Ketika berkunjung ke Lasem, kita akan disambut oleh suasana kampung Pecinan dan seolah kita sedang berada di Tiongkok pada abad ke–14 silam. Penelusuran saya di Lasem tidak hanya berhenti di pemukiman pecinan yang melegenda. Saya mencoba menyusuri setiap jalan yang ada dengan berjalan kaki.

Sebuah banguanan kuno yang masih berdiri di samping Masjid Jami Lasem menarik perhatian saya untuk menelusurinya. Rumah Tegel Lasem, begitu akrab dia disebut. Rumah tersebut terlihat begitu renta namun masih berdiri kokoh dan terawat oleh pemiliknya. Rumah tersebut dulunya milik seorang Tionghoa bernama Lie Thiam Kwie, seorang pengusahan tegel. Namun jika dilihat dari perabot dan macam-macan lukisan yang ada di sana, beliau mempunyai pola pikir paham Eropa.

Melalui lorong tengah saya masuk menuju ke halaman belakang Rumah Tegel Lasem. Suasana asri dan rindang menyambut kami dan salah satu teman saya yang menjadi guide. Saya tidak pergi sendirian, melainkan bersama tiga orang teman saya yang sangat ngehits di dunia traveling.

Menurut penuturan Mas Pop yang saat itu menjadi guide kami, rumah yang kami singgahi dulunya merupakan tempat produksi tegel. Ada beragam tegel yang di produksi di sini. Terbukti dengan banyaknya macam contoh tegel yang masih tersusun rapih di halaman belakang rumah. Sekarang tegel tersebut hanya berfungsi menjadi hiasan untuk mempercantik ruanagan agar terkesan elok. Perabot yang ada di dalam Rumah Tegel Lasem pun sebagian besar masih terlihat asli.

Foto Lie Thiam Kwie di Rumah Tegel Lasem. Dok. Mia Kamila
Foto Lie Thiam Kwie di Rumah Tegel Lasem. Dok. Mia Kamila

Pabrik tegel ini pernah mengalami kejayaan di masanya. Disitu juga ditemukan faktur penjualan lengkap dengan tata cara perawatan tegel tersebut. Sampai saat ini pabrik tersebut masih aktif berproduksi, namun barang yang dihasilkan bukan lagi berupa macam-macam tegel, melainkan berupa batako saja dan hasil produksinya tidak sebanyak dulu. Rumah Tegel Lasem tersebut sekarang menjadi milik keturunan Tuan Lie.

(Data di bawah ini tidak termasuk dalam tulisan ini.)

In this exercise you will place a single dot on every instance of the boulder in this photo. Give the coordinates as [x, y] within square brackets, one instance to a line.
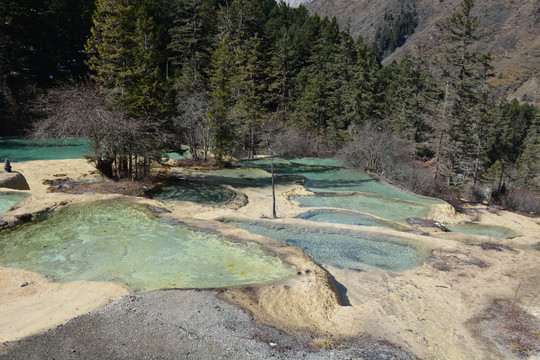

Jika kalian beruntung, kalian akan bertemu beliau jika sedang berkunjung kesana dan mempunyai kesempatan untuk melihat koleksi barang-barang kuno yang ada di dalam rumah utama. Sayangnya ketika saya berkunjung pemilik rumah yang sekarang sedang berada di luar kota, sehingga kami tidak bisa masuk ke dalam rumah.

Lasem, kota tua yang masih memiliki banyak warisan. Tugas kita sebagai penerus bangsa, wajib untuk memelihara dan melestarikannya. Agar peninggalan budaya yang ada tidak beralih fungsinya. [Mia Kamila/End]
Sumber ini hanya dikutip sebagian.